Ao  Terra tem sido palco de um rol de acontecimentos, não raro surpreendentes: arrefecimento a partir de uma massa ígnea inicial, impacto com outro astro para originar a Lua, quedas de meteoroides, formação dos oceanos, surgimento dos primeiros organismos, início da fotossíntese e oxigenação da atmosfera, proliferação da vida com a «invenção» do sexo, extinções maciças por razões em parte misteriosas, movimentos de placas tectónicas e outros, sismos e vulcões, idades do gelo, e, nos nossos tempos, as transformações de responsabilidade humana que alguns julgam merecer um novo período geológico: o Antropoceno. Se hoje sabemos algumas coisas sobre estes fenómenos foi graças aos esforços de homens e mulheres cujos nomes vêm referidos neste livro. Mestre Galopim é o nosso guia nessa viagem nas páginas que se seguem, destacando naturalmente os sítios e eventos em Portugal, onde está ou de onde vem a maioria dos seus leitores.  Ele preocupa-se com a fácil compreensão por parte de quem lê, nunca subestimando a inteligência dos leitores, uma regra básica na divulgação científica. Por exemplo, tem o cuidado de nos explicar, recorrendo a grãos de arroz e a badaladas de sinos, o que significa um milhão de anos, que afinal é uma «migalha» na história da Terra. Para nos acicatar a imaginação, fala de um bolo de aniversário para a Terra com 4540 milhões de velas. São, indiscutivelmente, muitas velas! Quando os dinossauros desapareceram, o bolo «só» tinha 4474 milhões de velas.

Se com José Mariano Gago a ciência entrou nas nossas casas, é preciso que ela entre mais e que fique bem instalada. Galopim de Carvalho é um exemplo inspirador de como é possível, com vista a tal desiderato, fazer bem-sucedida divulgação de ciência, num país em que largos sectores são avessos à ciência.
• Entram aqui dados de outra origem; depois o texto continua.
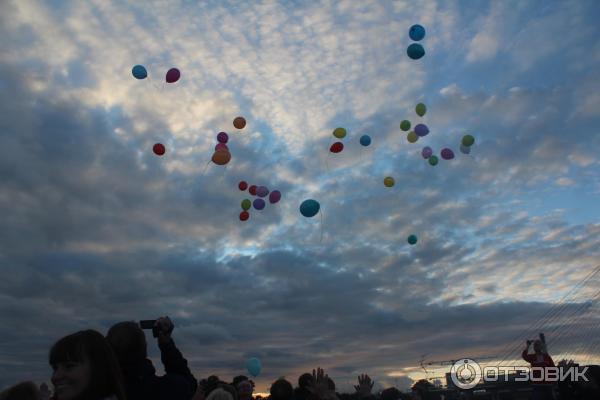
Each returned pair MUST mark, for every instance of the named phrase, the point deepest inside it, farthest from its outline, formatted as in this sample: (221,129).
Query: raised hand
(364,385)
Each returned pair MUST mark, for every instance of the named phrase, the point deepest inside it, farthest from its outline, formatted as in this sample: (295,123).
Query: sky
(97,229)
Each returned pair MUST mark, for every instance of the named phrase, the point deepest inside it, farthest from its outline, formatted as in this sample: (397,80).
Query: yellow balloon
(339,133)
(412,137)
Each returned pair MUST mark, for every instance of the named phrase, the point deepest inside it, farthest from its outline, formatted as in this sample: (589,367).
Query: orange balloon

São utilíssimos livros como este que descrevem em linguagem simples o chão que pisamos, o seu início e as suas metamorfoses, as suas riquezas e misérias, os seus encantos e mistérios. Em meu nome e – seja-me permitido – em nome de todos os leitores expresso-lhe a minha, a nossa, gratidão, por tudo o que temos aprendido dele e com ele. Sei que a vida humana é um lampejo em comparação com o tempo da Terra, mas desejo que, no seu caso, esse lampejo se prolongue, prosseguindo a iluminação que tem espalhado. Desejo que o «Mestre das Pedras e das Palavras» continue a ajudar-nos a compreender o nosso planeta não só com a sua grande sabedoria, mas também com a sua enorme jovialidade e a sua extraordinária simpatia.